## Welcome to ÅF Competence Evening (Machine Learning, NLP)
This is part one of a four, or five, part series where we'll go through **text generation**.


### Text Generation
What to do is self-saying but what we need is some kind of *Language Model*. 

#### Language Model
Language Models as the most simple definition is the probability of a sequence of word as whole. 

Think of this as `ello`, what does this move towards? `hello` or should we continue and build `mellow` perhaps? The human brain is really good at understanding the context and filling in the blanks. Depending on the "history" we have it is easier or harder to guess. The same applies if we use Maximum Likelihood. 

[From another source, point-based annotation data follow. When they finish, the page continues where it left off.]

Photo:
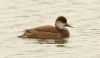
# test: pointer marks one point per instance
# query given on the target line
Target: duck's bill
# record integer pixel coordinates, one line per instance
(68, 25)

We can also apply this on a word-level meaning that if we have "*How are you WORD*" we would most likely guess "*WORD*" to be "*doing*".

The conclusion is that we need to count N-grams & produce statistics out of these using Markov Chains or something like it. Looking at this we can find the following;  
Bigram-model: $p(w) = \prod_{i=1}^{k+1} p(w_i|w_{i-1})$  

To find the probabilities given history we need to find the possibilites given the history,

Estimate probabilities: $p(w_i|w_{i-1})=\frac{c(w_{i-1}w_i)}{c(w_{i-1})}$

We can expand this concept to apply to N-grams too. 


First we import the needed modules

In [0]:
from collections import *
from random import random
import string
import numpy as np
import spacy
import pandas as pd

nlp = spacy.load('en')
nlp.max_length=5576562
PADDING = "~"

In [0]:
# Can be exchange for other inputs.
# e.g. https://github.com/ashwinmj/word-prediction/blob/master/eminem_songs_lyrics.txt
!wget http://cs.stanford.edu/people/karpathy/char-rnn/shakespeare_input.txt

In [0]:
print(open('shakespeare_input.txt', 'r').read()[:250])

### Training
We first define training. We want to read a file & have a certain length of "memory" ($n$).  
We'll start with order (memory) = $2$

### Data

Let's start off with the classic - Shakespeare. 

In [0]:
def normalize(counter):
    s = float(sum(counter.values()))
    return [(c, cnt / s) for c, cnt in counter.items()]

In [0]:
def train_char_lm(fname, order=4):
    with open(fname, 'r') as f:
        data = f.read()

        lm = defaultdict(Counter)
        pad = PADDING * order
        data = pad + data
        for i in range(len(data)-order):
            history, char = data[i:i+order], data[i+order]
            lm[history][char] += 1

        outlm = {hist: normalize(chars) for hist, chars in lm.items()}
        return outlm

In [0]:
lm = train_char_lm("shakespeare_input.txt", order=4)

Let's test the Language Model (lm). 

In [0]:
lm['ello']

In [0]:
lm['Firs']

What do we learn from this?

### Generating text
Now to the fun part. We want to generate text!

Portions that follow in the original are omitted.